Listen with an Open Heart
To create an environment of repair and emotional intimacy we must be open to understanding the other person with the same depth and value of understanding ourselves in relationships. Listening with an open heart creates an environment of security and repair where we stay self-contained and committed to finding new communication that offers our partner curiosity, compassion, and validation. All of which contain the emotions of our partner leading to new ways of co-regulation.
When your partner starts to bring something up there is no doubt it will trigger feelings within you. This is when self-containment becomes crucial. Often we get caught in a power struggle of whose feelings are more important. Both of your feelings are valid and important, however, in the heat of the moment, it is helpful to make space for one person/concern at a time. Your sense of security within will help you stay contained enough to communicate your side of things when appropriate, sometimes immediately after your partner is “heard” or perhaps at a later time or day.
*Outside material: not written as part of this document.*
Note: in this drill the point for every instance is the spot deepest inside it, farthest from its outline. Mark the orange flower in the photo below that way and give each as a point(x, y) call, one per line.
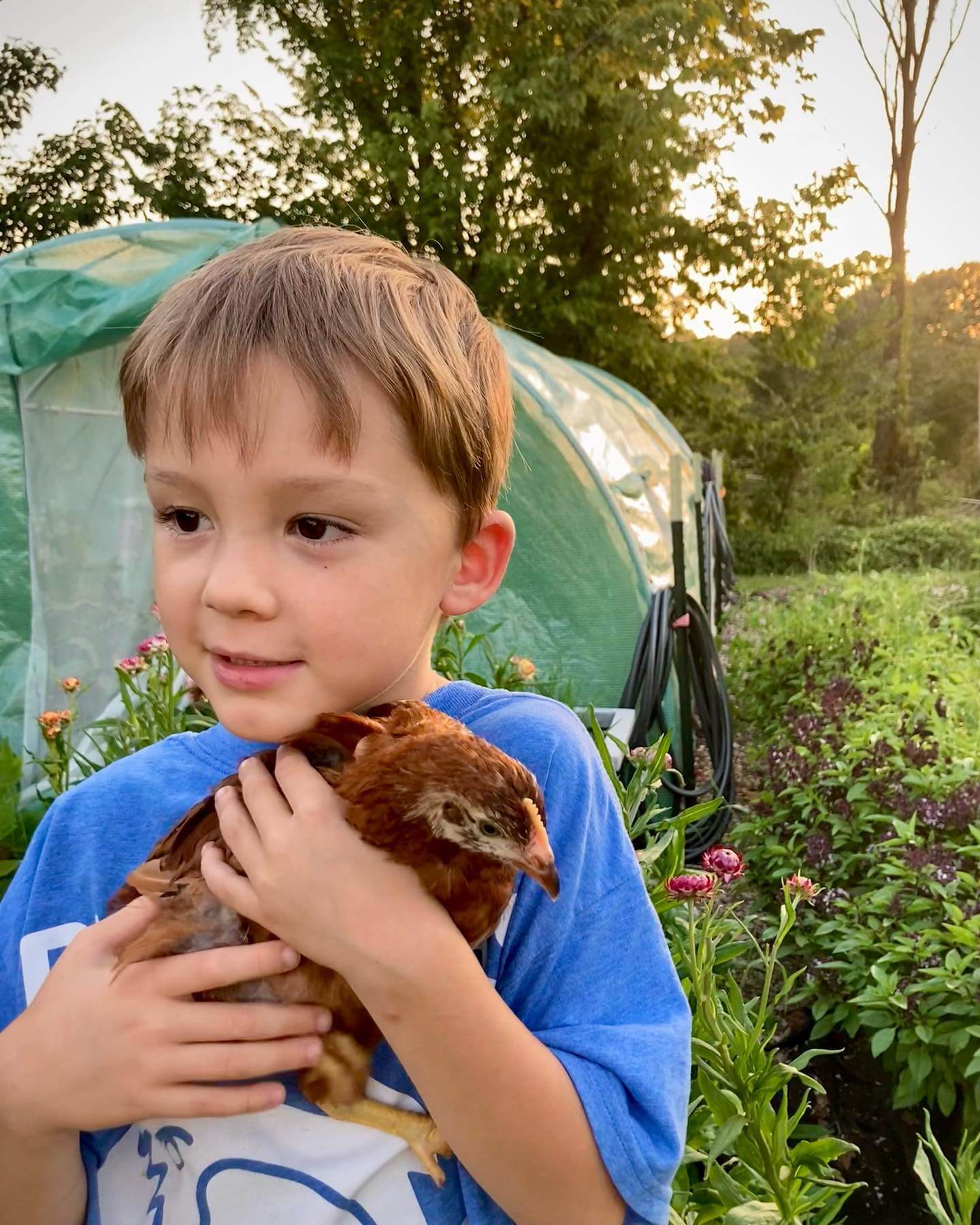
point(50, 723)
point(526, 669)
If you are still building your sense of security and find yourself overwhelmed when your partner's expresses themself, it may be helpful to have agreed-upon boundaries. Overwhelm will lead to protective responses, to interrupt the cycle before it begins, it can be supportive to have agreed-upon requests to pause the conflict. However, if one requests a pause to allow both to self-regulate, both must agree upon who will re-engage, and set a time frame for when to pick the conversation back up. This holds the avoidant partner accountable for working through the conflict while providing the anxious partner reassurance it will get addressed.
It’s important to remember that the enemy is not the other person, the enemy is the cycle of conflict and old ways of communication. Listening with an open heart and a relationship environment of containment, accountability, vulnerability, curiosity, compassion, and validation leads to secure attachment dynamics of interdependence, co-regulation, emotional intimacy, respect, trust, and healthy boundaries.